“For a writing life to flourish, your mind has to go outwards.” —Richard Ford
As I dip my toes slowly back into the poetry, I find myself pondering why I stopped writing and more importantly what is it that allows a writing life to flourish. Discipline is the first and perhaps automatic answer any practicing writer will give. There is truth to this, but for me it wasn’t just about discipline. Even if I set aside time to write every day...I would just spend the time stuck. We have all been there. This writer’s block has been pervasive over the past several years. I asked myself over and over what could I do. Maybe I needed to work on my motivation? Maybe I had no more poems left in me. Maybe I just needed that inspiration. A visit from the muses.
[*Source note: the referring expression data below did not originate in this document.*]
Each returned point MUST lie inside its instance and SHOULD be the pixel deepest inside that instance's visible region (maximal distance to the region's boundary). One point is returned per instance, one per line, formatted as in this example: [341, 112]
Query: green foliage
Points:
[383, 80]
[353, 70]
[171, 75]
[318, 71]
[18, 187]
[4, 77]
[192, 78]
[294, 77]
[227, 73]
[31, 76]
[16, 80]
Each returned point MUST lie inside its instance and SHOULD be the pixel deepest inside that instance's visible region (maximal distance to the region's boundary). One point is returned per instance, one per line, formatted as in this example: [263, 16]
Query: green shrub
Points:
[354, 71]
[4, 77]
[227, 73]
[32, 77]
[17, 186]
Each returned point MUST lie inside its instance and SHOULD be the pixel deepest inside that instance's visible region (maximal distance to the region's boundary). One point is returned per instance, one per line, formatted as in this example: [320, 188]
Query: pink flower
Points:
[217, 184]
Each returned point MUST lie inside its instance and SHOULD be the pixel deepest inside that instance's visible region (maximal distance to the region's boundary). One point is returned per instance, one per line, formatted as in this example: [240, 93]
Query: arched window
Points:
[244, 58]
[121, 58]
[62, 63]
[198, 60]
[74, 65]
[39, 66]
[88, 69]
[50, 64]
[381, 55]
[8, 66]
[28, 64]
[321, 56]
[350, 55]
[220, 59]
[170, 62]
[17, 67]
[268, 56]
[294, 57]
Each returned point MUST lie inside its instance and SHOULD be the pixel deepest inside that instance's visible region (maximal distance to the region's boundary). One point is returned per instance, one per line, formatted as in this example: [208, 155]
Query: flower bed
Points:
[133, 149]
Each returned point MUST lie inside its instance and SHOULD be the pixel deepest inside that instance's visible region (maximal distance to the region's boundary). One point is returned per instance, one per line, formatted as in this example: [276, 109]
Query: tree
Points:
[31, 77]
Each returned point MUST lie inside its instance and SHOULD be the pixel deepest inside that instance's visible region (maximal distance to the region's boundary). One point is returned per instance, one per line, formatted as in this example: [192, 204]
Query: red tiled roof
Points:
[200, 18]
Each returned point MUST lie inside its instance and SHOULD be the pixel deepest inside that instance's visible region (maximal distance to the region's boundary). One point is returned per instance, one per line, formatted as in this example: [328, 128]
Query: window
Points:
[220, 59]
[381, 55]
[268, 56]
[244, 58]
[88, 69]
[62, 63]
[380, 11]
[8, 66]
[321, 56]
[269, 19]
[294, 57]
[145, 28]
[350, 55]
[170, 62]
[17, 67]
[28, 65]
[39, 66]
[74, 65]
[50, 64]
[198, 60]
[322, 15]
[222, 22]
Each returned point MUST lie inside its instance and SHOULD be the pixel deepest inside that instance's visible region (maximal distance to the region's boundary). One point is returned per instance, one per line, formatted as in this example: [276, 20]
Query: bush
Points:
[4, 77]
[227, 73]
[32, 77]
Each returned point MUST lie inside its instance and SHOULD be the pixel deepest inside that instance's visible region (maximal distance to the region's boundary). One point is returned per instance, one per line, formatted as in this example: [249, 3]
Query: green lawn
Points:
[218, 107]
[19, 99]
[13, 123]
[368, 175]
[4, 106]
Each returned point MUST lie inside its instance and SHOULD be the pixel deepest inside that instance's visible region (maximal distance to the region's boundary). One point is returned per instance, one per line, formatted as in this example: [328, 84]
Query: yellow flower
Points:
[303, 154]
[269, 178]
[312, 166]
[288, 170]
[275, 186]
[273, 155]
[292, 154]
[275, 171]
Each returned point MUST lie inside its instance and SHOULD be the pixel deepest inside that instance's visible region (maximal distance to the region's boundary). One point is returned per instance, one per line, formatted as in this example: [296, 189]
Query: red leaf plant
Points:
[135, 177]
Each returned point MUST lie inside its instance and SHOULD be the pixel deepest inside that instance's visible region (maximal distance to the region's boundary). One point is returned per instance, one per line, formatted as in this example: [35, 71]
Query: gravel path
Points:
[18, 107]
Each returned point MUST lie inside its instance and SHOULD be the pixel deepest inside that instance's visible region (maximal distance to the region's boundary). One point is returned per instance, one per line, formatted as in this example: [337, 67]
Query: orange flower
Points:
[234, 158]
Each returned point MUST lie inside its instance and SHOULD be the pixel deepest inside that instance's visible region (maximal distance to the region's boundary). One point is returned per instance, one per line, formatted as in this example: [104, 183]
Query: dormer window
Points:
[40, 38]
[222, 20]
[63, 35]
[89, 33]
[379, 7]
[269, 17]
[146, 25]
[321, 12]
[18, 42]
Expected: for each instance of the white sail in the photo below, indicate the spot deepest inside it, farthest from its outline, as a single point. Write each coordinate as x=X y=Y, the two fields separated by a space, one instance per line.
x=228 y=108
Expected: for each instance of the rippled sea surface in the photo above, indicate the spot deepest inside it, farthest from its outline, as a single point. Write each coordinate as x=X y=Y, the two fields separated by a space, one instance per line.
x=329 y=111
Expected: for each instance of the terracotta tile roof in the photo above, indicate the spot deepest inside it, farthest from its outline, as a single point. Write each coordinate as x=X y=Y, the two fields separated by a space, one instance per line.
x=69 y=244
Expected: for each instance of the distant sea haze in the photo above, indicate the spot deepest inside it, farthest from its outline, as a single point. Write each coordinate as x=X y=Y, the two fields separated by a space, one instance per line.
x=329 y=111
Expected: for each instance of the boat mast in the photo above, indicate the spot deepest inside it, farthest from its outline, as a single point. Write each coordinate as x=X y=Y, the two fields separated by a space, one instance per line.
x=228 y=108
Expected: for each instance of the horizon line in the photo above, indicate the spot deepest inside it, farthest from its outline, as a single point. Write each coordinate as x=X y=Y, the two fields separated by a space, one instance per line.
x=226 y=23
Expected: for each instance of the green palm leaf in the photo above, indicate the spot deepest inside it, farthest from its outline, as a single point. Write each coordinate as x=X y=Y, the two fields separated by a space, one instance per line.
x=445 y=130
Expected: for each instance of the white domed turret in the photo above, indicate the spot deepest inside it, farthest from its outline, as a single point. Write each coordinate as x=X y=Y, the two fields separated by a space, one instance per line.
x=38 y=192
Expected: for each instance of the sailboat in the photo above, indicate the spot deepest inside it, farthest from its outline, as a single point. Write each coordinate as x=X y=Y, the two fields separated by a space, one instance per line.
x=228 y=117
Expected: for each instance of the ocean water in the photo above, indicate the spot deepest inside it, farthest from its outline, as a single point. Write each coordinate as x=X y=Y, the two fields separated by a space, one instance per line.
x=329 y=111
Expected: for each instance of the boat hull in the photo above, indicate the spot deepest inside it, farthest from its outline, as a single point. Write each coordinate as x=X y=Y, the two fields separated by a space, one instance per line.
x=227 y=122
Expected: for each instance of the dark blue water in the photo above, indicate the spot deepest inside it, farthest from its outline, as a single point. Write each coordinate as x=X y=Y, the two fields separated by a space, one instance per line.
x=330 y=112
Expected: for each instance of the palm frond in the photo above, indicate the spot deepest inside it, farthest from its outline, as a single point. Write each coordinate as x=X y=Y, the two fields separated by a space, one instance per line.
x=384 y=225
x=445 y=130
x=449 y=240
I was challenged in March, by a fellow poet and friend, to enter a contest. As it was the day of the contest there was no time to write something new. Additionally, I had to submit had to be an audio recording of the poem, which was nerve wracking. I prefer pen to paper for a reason. Her invitation to submit something however awakened a fledging growth within me. As I rifled through some recent work, asking them which one wanted the voice, which one wanted to be heard, the poem chose me.
This poem was bolder than some others. Vulnerable. It was about a man, presumably homeless, showering during rush hour on a busy D.C. expressway. The first reaction I received from some close friends I shared it with was, “Did this really happen?” Although this situation was more striking and unusual and uncomfortable than most...I realized that how much of the world do I miss when I am only looking inward. What other moments, poetic or not, are there inviting me in to experience humanity more fully?
As writer this outward gaze is what brings life to our work. Our poems, stories, essays...what if we made others the subject. Would it breathe a fresh breath of spring into our work? This April, I challenge you to look outwards. Perhaps then the pen will come to life again.